Navigate to the Developer Console.
Open the My Platform Apps page.
Select Create Platform App.
Choose Custom App as the application type.
Enter the required application details:
App Name
Purpose: Select Automation
Select User Authentication (OAuth 2.0) as the authentication method.
Select Create App.
Expected outcome:
A new Box application is created and ready for configuration.
Step 2: Retrieve OAuth Credentials
Scroll to the OAuth 2.0 Credentials section.
Copy the Client ID and store it securely.
Select Fetch Client Secret.
Enter your 2-Step Verification code if prompted.
Copy the Client Secret and store it securely.
Expected outcome:
You have retrieved the Client ID and Client Secret required for the integration.
Step 3: Configure OAuth Settings
Scroll to the OAuth 2.0 Redirect URIs section.
Add the following redirect URI:
https://api.stackone.com/connect/oauth2/box_iam/callbackScroll to the Application Scopes section.
Select the following scopes:
Read all files and folders stored in Box
Manage users
Manage groups
Save your changes.
Expected outcome:
The OAuth application is configured with the required redirect URI and permissions.
Step 4: Connect Box in Drata
Log in to Drata → go to the Connections page.
Navigate to your Available Connections.
Search for and start the Box connection process.

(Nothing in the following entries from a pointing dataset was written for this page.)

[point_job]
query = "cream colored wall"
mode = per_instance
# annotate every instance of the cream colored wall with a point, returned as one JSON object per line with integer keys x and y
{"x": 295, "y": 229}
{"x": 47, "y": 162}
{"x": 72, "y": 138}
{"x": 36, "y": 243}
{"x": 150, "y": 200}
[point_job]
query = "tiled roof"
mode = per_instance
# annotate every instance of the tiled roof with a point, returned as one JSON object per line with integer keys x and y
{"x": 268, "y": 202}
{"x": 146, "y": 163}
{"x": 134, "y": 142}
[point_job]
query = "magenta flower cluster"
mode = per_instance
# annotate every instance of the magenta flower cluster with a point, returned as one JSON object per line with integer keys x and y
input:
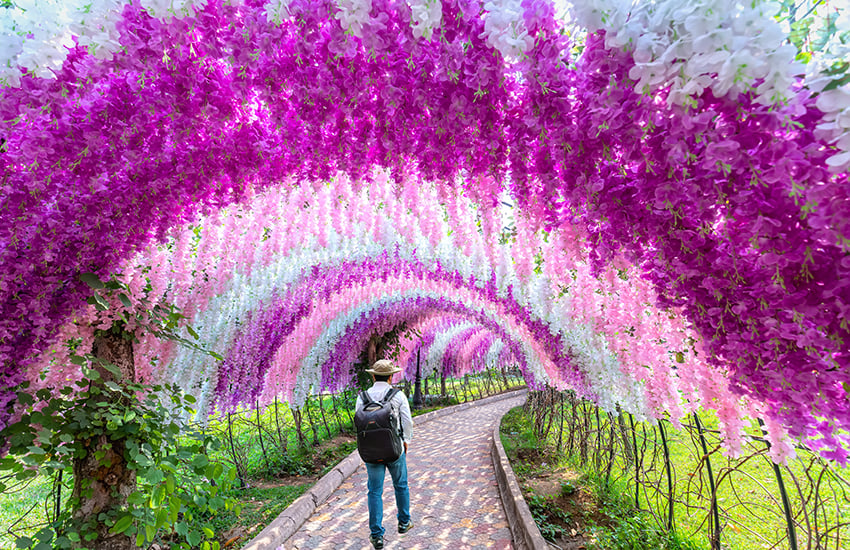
{"x": 727, "y": 207}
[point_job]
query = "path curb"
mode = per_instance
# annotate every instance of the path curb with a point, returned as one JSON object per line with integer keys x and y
{"x": 290, "y": 520}
{"x": 524, "y": 529}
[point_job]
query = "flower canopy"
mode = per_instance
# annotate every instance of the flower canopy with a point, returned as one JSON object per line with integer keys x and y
{"x": 299, "y": 176}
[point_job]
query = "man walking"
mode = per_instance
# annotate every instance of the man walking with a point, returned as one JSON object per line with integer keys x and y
{"x": 381, "y": 373}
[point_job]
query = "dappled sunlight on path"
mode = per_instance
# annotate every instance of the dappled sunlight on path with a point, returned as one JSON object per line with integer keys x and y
{"x": 454, "y": 497}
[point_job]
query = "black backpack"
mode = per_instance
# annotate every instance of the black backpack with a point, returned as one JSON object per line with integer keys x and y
{"x": 379, "y": 439}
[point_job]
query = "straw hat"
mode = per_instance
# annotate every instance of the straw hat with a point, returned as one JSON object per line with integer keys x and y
{"x": 383, "y": 367}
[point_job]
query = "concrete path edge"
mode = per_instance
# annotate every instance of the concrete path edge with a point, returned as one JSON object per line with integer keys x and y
{"x": 524, "y": 529}
{"x": 275, "y": 534}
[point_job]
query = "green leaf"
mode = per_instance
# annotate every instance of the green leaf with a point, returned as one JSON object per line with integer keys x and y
{"x": 182, "y": 529}
{"x": 122, "y": 524}
{"x": 44, "y": 535}
{"x": 92, "y": 280}
{"x": 150, "y": 532}
{"x": 200, "y": 461}
{"x": 161, "y": 517}
{"x": 194, "y": 538}
{"x": 158, "y": 496}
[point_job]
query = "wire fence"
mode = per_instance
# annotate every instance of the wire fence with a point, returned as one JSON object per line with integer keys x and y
{"x": 682, "y": 479}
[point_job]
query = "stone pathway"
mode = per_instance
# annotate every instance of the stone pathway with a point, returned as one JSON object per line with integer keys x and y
{"x": 454, "y": 500}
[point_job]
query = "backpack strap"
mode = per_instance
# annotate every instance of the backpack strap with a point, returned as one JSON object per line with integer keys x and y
{"x": 389, "y": 395}
{"x": 366, "y": 398}
{"x": 386, "y": 399}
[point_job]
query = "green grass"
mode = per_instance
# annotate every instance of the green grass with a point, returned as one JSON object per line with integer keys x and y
{"x": 611, "y": 522}
{"x": 259, "y": 506}
{"x": 276, "y": 479}
{"x": 28, "y": 502}
{"x": 751, "y": 511}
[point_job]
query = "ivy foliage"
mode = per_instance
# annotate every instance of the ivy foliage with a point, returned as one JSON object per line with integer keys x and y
{"x": 178, "y": 487}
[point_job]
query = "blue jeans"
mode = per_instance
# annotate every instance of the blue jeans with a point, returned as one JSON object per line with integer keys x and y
{"x": 375, "y": 484}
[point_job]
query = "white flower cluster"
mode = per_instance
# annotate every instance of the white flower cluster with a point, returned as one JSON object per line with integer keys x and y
{"x": 276, "y": 11}
{"x": 834, "y": 103}
{"x": 353, "y": 14}
{"x": 167, "y": 9}
{"x": 504, "y": 28}
{"x": 35, "y": 35}
{"x": 729, "y": 46}
{"x": 426, "y": 16}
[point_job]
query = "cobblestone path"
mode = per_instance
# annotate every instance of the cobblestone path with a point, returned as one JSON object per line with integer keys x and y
{"x": 454, "y": 500}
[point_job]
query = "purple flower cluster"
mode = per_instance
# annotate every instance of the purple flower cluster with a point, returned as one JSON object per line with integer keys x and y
{"x": 727, "y": 207}
{"x": 242, "y": 373}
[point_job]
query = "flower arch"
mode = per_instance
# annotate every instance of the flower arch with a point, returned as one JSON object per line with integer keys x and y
{"x": 712, "y": 190}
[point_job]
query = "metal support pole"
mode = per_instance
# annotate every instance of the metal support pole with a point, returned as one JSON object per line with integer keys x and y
{"x": 715, "y": 534}
{"x": 669, "y": 475}
{"x": 417, "y": 388}
{"x": 637, "y": 463}
{"x": 789, "y": 521}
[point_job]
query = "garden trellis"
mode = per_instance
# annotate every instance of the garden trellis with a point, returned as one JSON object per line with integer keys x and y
{"x": 297, "y": 176}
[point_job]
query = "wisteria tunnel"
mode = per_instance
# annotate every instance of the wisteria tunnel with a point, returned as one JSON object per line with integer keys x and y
{"x": 644, "y": 203}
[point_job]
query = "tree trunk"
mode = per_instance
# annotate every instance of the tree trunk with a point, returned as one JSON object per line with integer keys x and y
{"x": 104, "y": 484}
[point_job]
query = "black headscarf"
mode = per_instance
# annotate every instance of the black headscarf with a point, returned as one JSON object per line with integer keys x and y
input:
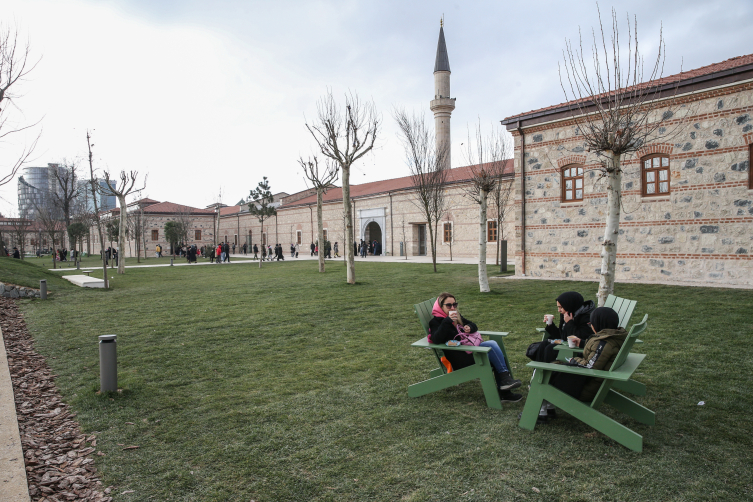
{"x": 604, "y": 318}
{"x": 570, "y": 301}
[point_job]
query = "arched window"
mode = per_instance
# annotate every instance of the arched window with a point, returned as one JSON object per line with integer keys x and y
{"x": 572, "y": 183}
{"x": 655, "y": 174}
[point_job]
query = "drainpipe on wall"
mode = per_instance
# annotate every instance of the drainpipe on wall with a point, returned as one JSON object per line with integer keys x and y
{"x": 392, "y": 235}
{"x": 522, "y": 198}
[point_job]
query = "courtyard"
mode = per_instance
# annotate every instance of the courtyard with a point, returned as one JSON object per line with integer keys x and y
{"x": 281, "y": 383}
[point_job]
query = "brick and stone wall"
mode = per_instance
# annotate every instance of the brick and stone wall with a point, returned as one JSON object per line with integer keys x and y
{"x": 701, "y": 232}
{"x": 397, "y": 212}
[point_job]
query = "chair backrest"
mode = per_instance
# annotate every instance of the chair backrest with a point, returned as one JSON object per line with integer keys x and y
{"x": 636, "y": 330}
{"x": 423, "y": 311}
{"x": 623, "y": 307}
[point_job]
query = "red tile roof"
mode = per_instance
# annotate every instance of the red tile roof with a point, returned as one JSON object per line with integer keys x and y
{"x": 671, "y": 79}
{"x": 457, "y": 175}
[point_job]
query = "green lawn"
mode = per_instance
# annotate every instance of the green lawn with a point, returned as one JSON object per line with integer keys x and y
{"x": 282, "y": 384}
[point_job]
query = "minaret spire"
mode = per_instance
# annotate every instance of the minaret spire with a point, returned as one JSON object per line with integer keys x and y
{"x": 442, "y": 104}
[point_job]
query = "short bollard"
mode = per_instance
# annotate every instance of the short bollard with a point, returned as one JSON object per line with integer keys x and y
{"x": 108, "y": 363}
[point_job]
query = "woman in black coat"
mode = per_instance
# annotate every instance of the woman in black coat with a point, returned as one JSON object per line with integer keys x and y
{"x": 575, "y": 314}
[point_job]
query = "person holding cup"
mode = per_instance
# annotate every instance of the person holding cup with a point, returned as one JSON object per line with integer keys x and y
{"x": 447, "y": 324}
{"x": 599, "y": 353}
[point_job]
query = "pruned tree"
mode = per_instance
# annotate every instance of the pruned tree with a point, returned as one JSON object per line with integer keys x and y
{"x": 127, "y": 185}
{"x": 14, "y": 67}
{"x": 261, "y": 205}
{"x": 501, "y": 197}
{"x": 616, "y": 108}
{"x": 76, "y": 233}
{"x": 50, "y": 221}
{"x": 320, "y": 180}
{"x": 112, "y": 230}
{"x": 428, "y": 164}
{"x": 486, "y": 158}
{"x": 66, "y": 191}
{"x": 345, "y": 136}
{"x": 173, "y": 234}
{"x": 94, "y": 190}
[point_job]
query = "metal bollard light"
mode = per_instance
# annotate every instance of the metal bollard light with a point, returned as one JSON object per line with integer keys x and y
{"x": 108, "y": 363}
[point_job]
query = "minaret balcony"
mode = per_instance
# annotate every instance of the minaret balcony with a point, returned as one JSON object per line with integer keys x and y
{"x": 442, "y": 104}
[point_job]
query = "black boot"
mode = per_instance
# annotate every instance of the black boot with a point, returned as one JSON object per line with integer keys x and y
{"x": 505, "y": 381}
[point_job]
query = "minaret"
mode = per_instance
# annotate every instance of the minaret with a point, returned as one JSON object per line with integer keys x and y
{"x": 442, "y": 104}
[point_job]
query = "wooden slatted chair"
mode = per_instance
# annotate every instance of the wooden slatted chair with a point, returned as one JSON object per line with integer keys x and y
{"x": 624, "y": 309}
{"x": 443, "y": 377}
{"x": 622, "y": 369}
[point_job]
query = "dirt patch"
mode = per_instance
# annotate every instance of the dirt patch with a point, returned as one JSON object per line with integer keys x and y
{"x": 58, "y": 457}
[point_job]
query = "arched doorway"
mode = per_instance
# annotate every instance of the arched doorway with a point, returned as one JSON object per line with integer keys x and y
{"x": 374, "y": 233}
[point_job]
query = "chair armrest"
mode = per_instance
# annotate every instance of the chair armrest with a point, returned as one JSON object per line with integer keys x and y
{"x": 622, "y": 374}
{"x": 424, "y": 343}
{"x": 497, "y": 333}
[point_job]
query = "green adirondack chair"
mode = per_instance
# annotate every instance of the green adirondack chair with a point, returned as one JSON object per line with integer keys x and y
{"x": 624, "y": 309}
{"x": 622, "y": 369}
{"x": 440, "y": 379}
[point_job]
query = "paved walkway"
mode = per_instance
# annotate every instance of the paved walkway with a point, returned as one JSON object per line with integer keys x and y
{"x": 245, "y": 259}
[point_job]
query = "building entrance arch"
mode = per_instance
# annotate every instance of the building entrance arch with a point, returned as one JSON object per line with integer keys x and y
{"x": 373, "y": 233}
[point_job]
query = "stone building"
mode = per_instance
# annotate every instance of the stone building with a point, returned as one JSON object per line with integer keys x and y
{"x": 201, "y": 225}
{"x": 385, "y": 211}
{"x": 687, "y": 205}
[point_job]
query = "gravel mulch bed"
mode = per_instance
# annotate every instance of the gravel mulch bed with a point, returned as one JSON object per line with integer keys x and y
{"x": 59, "y": 463}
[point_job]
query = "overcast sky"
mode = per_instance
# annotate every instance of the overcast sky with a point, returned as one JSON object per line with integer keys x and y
{"x": 208, "y": 97}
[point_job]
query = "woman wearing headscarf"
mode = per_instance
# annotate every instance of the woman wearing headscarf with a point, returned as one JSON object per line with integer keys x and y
{"x": 599, "y": 352}
{"x": 447, "y": 324}
{"x": 574, "y": 317}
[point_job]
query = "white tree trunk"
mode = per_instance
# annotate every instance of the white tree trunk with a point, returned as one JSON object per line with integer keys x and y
{"x": 349, "y": 258}
{"x": 320, "y": 227}
{"x": 609, "y": 244}
{"x": 121, "y": 234}
{"x": 483, "y": 278}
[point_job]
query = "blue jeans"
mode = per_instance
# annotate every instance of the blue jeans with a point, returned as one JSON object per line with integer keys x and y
{"x": 496, "y": 357}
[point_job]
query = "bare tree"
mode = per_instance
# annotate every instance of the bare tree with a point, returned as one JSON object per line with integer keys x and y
{"x": 616, "y": 108}
{"x": 50, "y": 221}
{"x": 486, "y": 159}
{"x": 65, "y": 193}
{"x": 320, "y": 180}
{"x": 427, "y": 161}
{"x": 94, "y": 189}
{"x": 14, "y": 67}
{"x": 500, "y": 208}
{"x": 345, "y": 138}
{"x": 127, "y": 184}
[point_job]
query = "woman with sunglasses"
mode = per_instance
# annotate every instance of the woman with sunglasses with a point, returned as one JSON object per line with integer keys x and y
{"x": 447, "y": 324}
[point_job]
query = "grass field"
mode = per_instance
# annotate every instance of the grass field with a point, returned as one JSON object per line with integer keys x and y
{"x": 282, "y": 384}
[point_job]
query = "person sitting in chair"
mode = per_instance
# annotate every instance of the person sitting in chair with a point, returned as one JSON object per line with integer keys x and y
{"x": 447, "y": 324}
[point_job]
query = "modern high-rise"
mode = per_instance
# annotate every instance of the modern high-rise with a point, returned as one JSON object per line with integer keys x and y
{"x": 35, "y": 187}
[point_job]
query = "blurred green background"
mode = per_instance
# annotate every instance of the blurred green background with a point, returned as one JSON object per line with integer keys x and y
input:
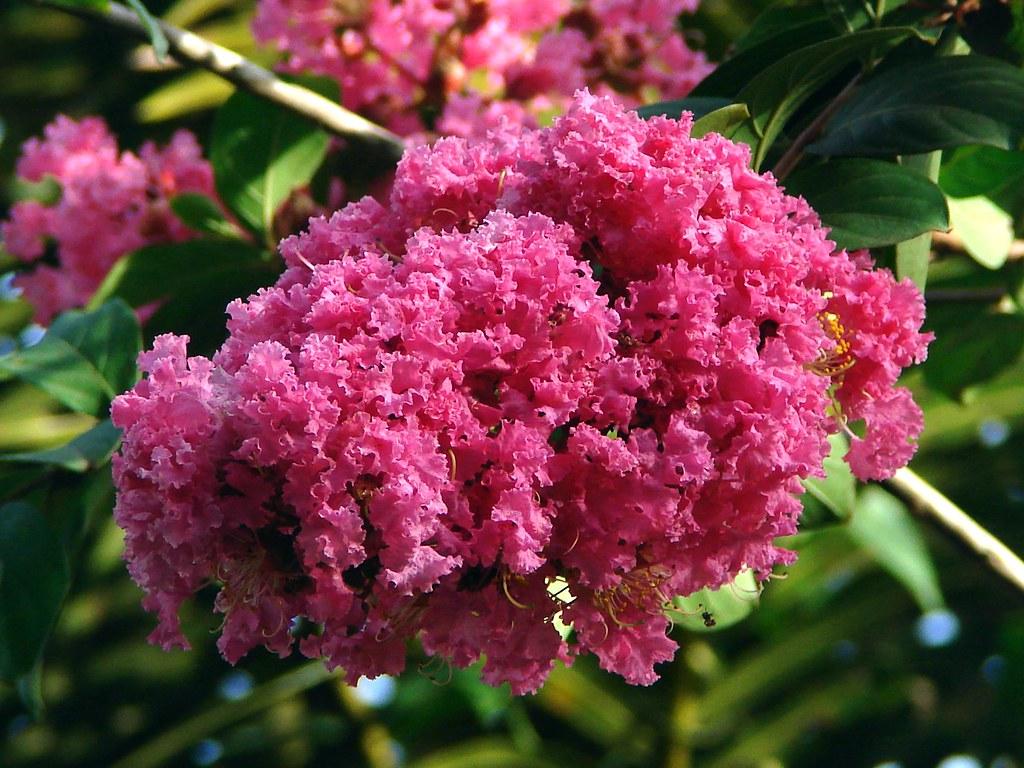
{"x": 838, "y": 666}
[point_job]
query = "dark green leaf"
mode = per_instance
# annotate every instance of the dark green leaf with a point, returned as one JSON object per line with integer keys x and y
{"x": 883, "y": 525}
{"x": 697, "y": 107}
{"x": 84, "y": 359}
{"x": 204, "y": 215}
{"x": 775, "y": 34}
{"x": 33, "y": 584}
{"x": 193, "y": 281}
{"x": 60, "y": 371}
{"x": 981, "y": 170}
{"x": 934, "y": 104}
{"x": 838, "y": 489}
{"x": 157, "y": 37}
{"x": 109, "y": 337}
{"x": 88, "y": 451}
{"x": 973, "y": 352}
{"x": 869, "y": 203}
{"x": 779, "y": 90}
{"x": 723, "y": 121}
{"x": 912, "y": 255}
{"x": 260, "y": 153}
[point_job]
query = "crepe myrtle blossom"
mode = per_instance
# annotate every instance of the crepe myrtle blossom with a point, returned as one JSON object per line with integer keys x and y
{"x": 568, "y": 372}
{"x": 461, "y": 67}
{"x": 111, "y": 203}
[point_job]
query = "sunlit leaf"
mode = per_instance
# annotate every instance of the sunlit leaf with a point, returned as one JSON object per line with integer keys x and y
{"x": 987, "y": 230}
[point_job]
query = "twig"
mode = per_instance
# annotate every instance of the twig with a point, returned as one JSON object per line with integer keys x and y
{"x": 933, "y": 504}
{"x": 795, "y": 152}
{"x": 952, "y": 242}
{"x": 193, "y": 49}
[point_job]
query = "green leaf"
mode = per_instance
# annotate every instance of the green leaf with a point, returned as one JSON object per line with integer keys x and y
{"x": 933, "y": 104}
{"x": 870, "y": 203}
{"x": 157, "y": 37}
{"x": 982, "y": 170}
{"x": 974, "y": 351}
{"x": 204, "y": 215}
{"x": 883, "y": 525}
{"x": 109, "y": 337}
{"x": 193, "y": 281}
{"x": 912, "y": 255}
{"x": 723, "y": 121}
{"x": 60, "y": 371}
{"x": 697, "y": 107}
{"x": 34, "y": 580}
{"x": 776, "y": 33}
{"x": 84, "y": 359}
{"x": 838, "y": 489}
{"x": 716, "y": 609}
{"x": 260, "y": 154}
{"x": 986, "y": 229}
{"x": 779, "y": 90}
{"x": 88, "y": 451}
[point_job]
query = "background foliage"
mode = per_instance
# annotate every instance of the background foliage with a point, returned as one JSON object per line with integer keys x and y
{"x": 886, "y": 641}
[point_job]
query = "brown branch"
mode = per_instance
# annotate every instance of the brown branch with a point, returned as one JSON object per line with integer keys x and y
{"x": 928, "y": 501}
{"x": 193, "y": 49}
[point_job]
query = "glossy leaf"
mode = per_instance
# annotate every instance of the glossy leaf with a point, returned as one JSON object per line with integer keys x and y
{"x": 986, "y": 229}
{"x": 912, "y": 255}
{"x": 776, "y": 33}
{"x": 193, "y": 282}
{"x": 973, "y": 352}
{"x": 779, "y": 90}
{"x": 697, "y": 107}
{"x": 869, "y": 203}
{"x": 84, "y": 359}
{"x": 716, "y": 609}
{"x": 838, "y": 489}
{"x": 883, "y": 525}
{"x": 260, "y": 153}
{"x": 34, "y": 580}
{"x": 933, "y": 104}
{"x": 88, "y": 451}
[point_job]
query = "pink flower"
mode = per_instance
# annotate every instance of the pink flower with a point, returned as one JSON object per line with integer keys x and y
{"x": 570, "y": 372}
{"x": 458, "y": 65}
{"x": 110, "y": 205}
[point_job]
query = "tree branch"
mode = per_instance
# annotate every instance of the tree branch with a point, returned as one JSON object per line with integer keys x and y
{"x": 931, "y": 503}
{"x": 193, "y": 49}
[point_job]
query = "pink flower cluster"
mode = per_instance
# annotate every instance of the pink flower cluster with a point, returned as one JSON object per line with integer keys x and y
{"x": 568, "y": 372}
{"x": 110, "y": 204}
{"x": 460, "y": 67}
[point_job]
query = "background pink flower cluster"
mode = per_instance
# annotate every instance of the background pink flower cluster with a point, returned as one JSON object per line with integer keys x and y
{"x": 569, "y": 372}
{"x": 460, "y": 67}
{"x": 110, "y": 204}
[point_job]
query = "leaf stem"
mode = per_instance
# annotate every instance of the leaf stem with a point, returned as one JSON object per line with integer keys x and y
{"x": 795, "y": 153}
{"x": 931, "y": 503}
{"x": 193, "y": 49}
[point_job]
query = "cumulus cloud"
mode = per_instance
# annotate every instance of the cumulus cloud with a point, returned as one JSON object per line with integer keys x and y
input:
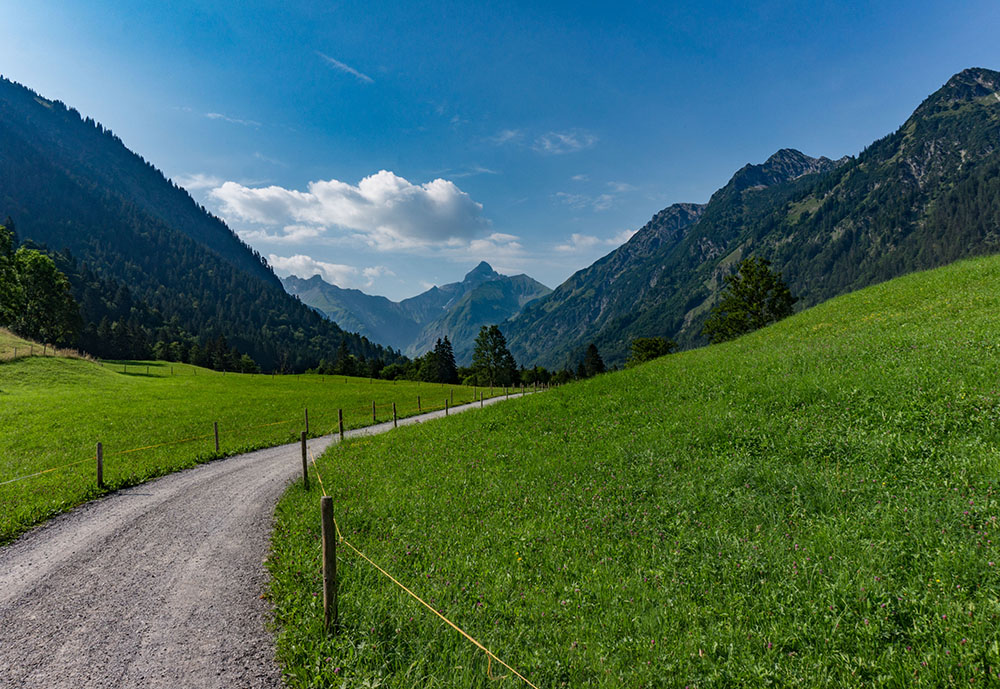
{"x": 601, "y": 202}
{"x": 506, "y": 136}
{"x": 580, "y": 243}
{"x": 384, "y": 210}
{"x": 335, "y": 273}
{"x": 620, "y": 187}
{"x": 558, "y": 143}
{"x": 197, "y": 181}
{"x": 347, "y": 69}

Enter the following information when prompted:
Client ID
Client Secret
Expected outcome:
Box is successfully connected and user access data begins syncing to Drata.
Important Notes
Authentication method: The Box integration uses OAuth 2.0 application credentials.
Security requirement: Box requires 2-Step Verification to retrieve OAuth credentials.
Network restrictions: If your organization uses a Web Application Firewall (WAF), ensure required Drata IP addresses are allowlisted so the connection can be established.
Security best practice: Store OAuth credentials securely and rotate them according to your organization’s security policies.